Quando a China desvaloriza sua moeda, como fez recentemente, ela acelera as exportações para o resto do mundo – as exportações se tornam mais baratas, mas os exportadores chineses não sofrem, pois eles recebam mais dinheiro nacional em troca dos dólares de suas exportações – e desacelera as importações, pois, ao contrário, os produtos importados se tornam mais caros. Isso reduz a demanda chinesa por produtos do exterior – o que prejudica inclusive o Brasil – e aumenta as reservas internacionais da China. Mas o governo de Pequim não usa apenas instrumentos econômicos, como a desvalorização de sua moeda; usa, também, meios políticos, como um suposto acordo com a Rússia capaz de fazer frente aos Estados Unidos e ao mundo ocidental, por meio de um eixo de poder mundial gigantesco. Embora tenham divergências históricas entre si, Rússia e China são antigos impérios que sempre se consideraram vítimas dos jogos de Estados ocidentais, sobretudo dos Estados Unidos.
- O G20 em meio à guerra comercial (artigo de João Alfredo Nyegray, publicado em 10 de julho de 2019)

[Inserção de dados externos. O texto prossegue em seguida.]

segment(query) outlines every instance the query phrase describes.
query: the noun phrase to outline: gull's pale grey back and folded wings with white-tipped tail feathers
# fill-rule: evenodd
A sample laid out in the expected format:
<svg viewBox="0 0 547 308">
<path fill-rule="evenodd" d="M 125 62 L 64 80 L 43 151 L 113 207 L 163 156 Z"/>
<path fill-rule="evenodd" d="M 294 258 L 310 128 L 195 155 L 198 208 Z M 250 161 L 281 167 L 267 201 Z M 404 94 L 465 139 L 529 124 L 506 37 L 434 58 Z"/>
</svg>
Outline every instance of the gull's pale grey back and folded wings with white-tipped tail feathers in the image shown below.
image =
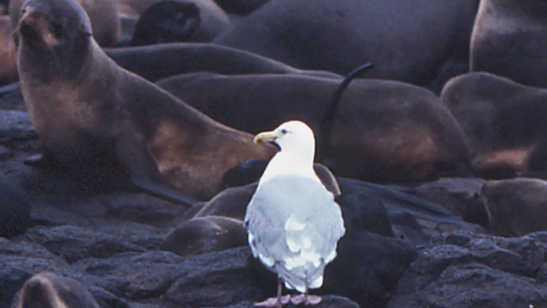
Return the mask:
<svg viewBox="0 0 547 308">
<path fill-rule="evenodd" d="M 280 175 L 262 183 L 245 215 L 253 255 L 293 288 L 322 285 L 336 256 L 344 221 L 334 196 L 321 183 Z"/>
</svg>

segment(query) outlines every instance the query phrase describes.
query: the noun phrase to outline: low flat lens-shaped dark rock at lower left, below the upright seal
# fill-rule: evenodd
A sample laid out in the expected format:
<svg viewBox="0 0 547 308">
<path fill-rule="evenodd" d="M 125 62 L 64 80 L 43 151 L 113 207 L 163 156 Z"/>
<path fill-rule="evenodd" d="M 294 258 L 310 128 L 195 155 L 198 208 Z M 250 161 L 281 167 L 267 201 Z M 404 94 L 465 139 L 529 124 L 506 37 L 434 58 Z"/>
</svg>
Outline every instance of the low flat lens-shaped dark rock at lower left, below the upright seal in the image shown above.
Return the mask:
<svg viewBox="0 0 547 308">
<path fill-rule="evenodd" d="M 88 257 L 106 258 L 120 252 L 146 251 L 143 247 L 120 240 L 114 235 L 74 226 L 36 227 L 29 229 L 16 240 L 42 245 L 68 263 Z"/>
</svg>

- Apostas em instrumentos que ameaçam a todos (artigo de Vladimir Feijó, publicado em 12 de junho de 2019)
- Como a relação comercial entre China e EUA afeta os demais países (artigo de Almir Neves, publicado em 5 de janeiro de 2019)

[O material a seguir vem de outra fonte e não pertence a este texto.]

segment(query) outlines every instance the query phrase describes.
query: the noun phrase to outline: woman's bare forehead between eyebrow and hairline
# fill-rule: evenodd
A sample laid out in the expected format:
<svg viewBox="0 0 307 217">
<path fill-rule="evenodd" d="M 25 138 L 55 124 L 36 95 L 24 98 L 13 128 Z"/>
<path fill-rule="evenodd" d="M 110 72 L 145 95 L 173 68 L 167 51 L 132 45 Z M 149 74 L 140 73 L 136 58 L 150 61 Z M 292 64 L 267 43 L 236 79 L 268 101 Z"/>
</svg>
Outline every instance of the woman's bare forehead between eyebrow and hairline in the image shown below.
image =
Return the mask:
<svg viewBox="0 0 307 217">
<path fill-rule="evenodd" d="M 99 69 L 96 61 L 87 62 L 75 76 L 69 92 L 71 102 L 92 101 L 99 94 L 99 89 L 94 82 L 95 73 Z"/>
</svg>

Os novos lances dessa briga tendem a se repetir, embora ambos os governos saibam que os dois países estão de tal forma entrelaçados na questão econômica que estão obrigados a ficar em jogo de “bate e assopra”, estimulado pelo fator eleitoral dos Estados Unidos, onde haverá eleição presidencial em 2020, com Trump candidatíssimo à reeleição. Nesse xadrez complexo, um fator se destaca: as duas economias dependem uma da outra e não há risco de ruptura mais profunda. Porém, a convivência nos próximos anos – e certamente nas próximas décadas – não será simples, fácil e pacífica. A tensão pode ser a norma.
Nada indica que haverá conflitos bélicos ou guerra, mas o embate econômico, as rusgas comerciais, as brigas protecionistas e as disputas no cenário geopolítico internacional continuarão. No curto prazo, não será surpresa se os dois lados mantiverem a elevação mútua das tarifas de importação e a insistência em políticas protecionistas. Uma coisa é certa: a China continuará usando – como sempre usou – a desvalorização da moeda interna de forma impositiva (lá não há livre flutuação do câmbio por regras de mercado) para ter vantagem no tabuleiro do comércio exterior do país. Esse será sempre um ponto de atrito que, por fim, acaba provocando desdobramentos, a exemplo da elevação das tarifas de comércio bilateral.